Paper > link > Mixture Density Networks with TensorFlow > the capacity to predict a range of different output values for each input #TensorFlow

100 input, 100 outputの学習を試行していて、あまり進展がよろしくない。

キーワード

the classic Mixture Density Networks (Bishop ’94) model
- a Mixture Density Network (MDN)
to fit a noisy sinusoidal data
epsilon: standard gaussian random noise
the fancy RMSProp gradient descent optimisation method
a one-to-one, or many-to-one function
What we want is a model that has the capacity to predict a range of different output values for each input

ここまで読んで概要として掴んだことは、
1つの入力値に対して複数の出力値がある場合(例として、sine curveを横転したもの）では従来のneural networkでは学習が失敗する。
Mixture Density Networksだと「1つの入力値に対して複数の出力値がある場合」の学習ができているようだ。

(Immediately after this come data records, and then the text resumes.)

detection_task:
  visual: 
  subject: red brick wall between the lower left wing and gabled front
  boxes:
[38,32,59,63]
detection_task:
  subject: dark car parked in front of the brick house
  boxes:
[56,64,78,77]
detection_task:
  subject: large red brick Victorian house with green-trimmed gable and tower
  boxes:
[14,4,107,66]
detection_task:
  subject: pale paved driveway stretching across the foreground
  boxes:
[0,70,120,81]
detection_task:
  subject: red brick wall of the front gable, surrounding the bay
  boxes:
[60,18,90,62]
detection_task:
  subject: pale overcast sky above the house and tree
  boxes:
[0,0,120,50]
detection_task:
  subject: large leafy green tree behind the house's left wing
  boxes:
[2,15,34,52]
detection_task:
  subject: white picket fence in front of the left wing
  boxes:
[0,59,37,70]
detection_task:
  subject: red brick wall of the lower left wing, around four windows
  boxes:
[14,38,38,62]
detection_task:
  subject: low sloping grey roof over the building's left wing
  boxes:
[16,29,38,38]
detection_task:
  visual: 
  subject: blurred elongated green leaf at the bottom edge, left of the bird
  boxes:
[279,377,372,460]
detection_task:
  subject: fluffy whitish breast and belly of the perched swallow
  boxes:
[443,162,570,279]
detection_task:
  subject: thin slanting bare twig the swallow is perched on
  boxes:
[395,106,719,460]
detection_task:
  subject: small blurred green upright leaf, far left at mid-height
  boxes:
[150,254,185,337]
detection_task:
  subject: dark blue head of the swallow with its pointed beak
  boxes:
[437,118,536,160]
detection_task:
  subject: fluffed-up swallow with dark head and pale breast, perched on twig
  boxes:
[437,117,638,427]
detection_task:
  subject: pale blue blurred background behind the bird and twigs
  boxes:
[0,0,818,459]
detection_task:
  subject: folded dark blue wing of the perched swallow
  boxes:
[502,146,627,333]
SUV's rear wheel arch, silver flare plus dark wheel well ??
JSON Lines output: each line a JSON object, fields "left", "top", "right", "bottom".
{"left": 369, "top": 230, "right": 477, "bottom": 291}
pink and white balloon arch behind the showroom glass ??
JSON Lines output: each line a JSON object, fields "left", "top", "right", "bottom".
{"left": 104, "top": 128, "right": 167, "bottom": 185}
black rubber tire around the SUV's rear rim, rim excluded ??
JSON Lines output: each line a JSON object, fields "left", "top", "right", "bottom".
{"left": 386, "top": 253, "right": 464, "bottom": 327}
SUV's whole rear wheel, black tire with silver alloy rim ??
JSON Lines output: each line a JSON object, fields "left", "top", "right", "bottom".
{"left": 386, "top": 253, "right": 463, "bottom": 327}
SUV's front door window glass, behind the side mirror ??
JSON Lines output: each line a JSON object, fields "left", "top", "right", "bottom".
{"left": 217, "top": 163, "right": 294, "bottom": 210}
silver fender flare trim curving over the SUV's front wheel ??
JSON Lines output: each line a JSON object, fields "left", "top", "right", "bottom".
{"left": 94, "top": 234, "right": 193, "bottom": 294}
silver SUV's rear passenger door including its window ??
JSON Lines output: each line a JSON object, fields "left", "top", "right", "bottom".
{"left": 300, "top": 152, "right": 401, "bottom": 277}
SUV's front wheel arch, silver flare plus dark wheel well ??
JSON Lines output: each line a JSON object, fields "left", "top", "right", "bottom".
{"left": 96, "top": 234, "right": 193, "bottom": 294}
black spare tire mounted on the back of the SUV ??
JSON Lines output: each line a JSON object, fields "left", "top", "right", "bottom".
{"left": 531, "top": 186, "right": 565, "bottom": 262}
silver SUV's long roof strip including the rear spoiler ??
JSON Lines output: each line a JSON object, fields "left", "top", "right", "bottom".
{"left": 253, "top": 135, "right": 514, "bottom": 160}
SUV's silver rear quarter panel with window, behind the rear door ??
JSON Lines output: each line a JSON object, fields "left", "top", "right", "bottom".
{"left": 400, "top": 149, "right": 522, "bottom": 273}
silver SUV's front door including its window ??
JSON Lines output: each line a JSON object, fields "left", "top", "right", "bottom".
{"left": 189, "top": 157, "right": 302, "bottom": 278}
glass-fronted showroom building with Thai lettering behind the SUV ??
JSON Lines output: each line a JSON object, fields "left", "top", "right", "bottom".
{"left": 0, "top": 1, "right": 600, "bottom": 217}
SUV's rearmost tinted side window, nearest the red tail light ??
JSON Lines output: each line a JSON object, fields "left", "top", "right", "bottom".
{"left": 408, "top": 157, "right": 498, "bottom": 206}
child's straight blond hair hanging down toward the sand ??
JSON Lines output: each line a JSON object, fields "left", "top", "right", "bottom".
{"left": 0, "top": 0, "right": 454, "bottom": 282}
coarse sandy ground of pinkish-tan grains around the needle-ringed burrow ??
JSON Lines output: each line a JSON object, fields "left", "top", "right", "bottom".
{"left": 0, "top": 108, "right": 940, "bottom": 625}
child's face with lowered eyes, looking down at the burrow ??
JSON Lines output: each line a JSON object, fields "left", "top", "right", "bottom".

the network is to predict an entire probability distribution for the output
MDNs can also used to model handwriting, where the next stroke is drawn from a probability distribution of multiple possibilities, rather than sticking to one prediction.
Mixture Gaussian distributions
- the output value is modelled as a sum of many gaussian random values
- each with different means and standard deviations
a probability distribution function (pdf) of P(Y = y | X = z)
a restriction that the sum of PI_k(x) add up to one
we will use a neural network of one hidden later with 24 nodes, and also generate 24 mixtures, hence there will be 72 actual outputs of our neural network of a single input.
Z is a vector of 72 values
- into three equal parts, Z{0to23}, Z{24to43}, Z{44to71}
the softmax and exponential terms have some theoretical interpretations from a Bayesian framework way of looking at probability
loss function
- A more suitable loss function is to minimise the logarithm of the likelihood of the distribution vs the training data:
- for every (x, y)point in the training data set, we can compute a cost function
- a similar approach, but with non-discretised states.
- def get_lossfunc(
there would be room for performance improvements by building a custom operator into TensorFlow with the pre-optimised gradient formulas for this loss function

ここまでの理解としては（間違っているかもしれない）

1つのxに対して複数のyが与えられる場合に対して、MDNを使った
MDNにより、(x,y)座標の各点に対してloss functionを最小化するように学習する

座標の分解能をどれくらい取るかで結果の精度も変わるのかもしれない。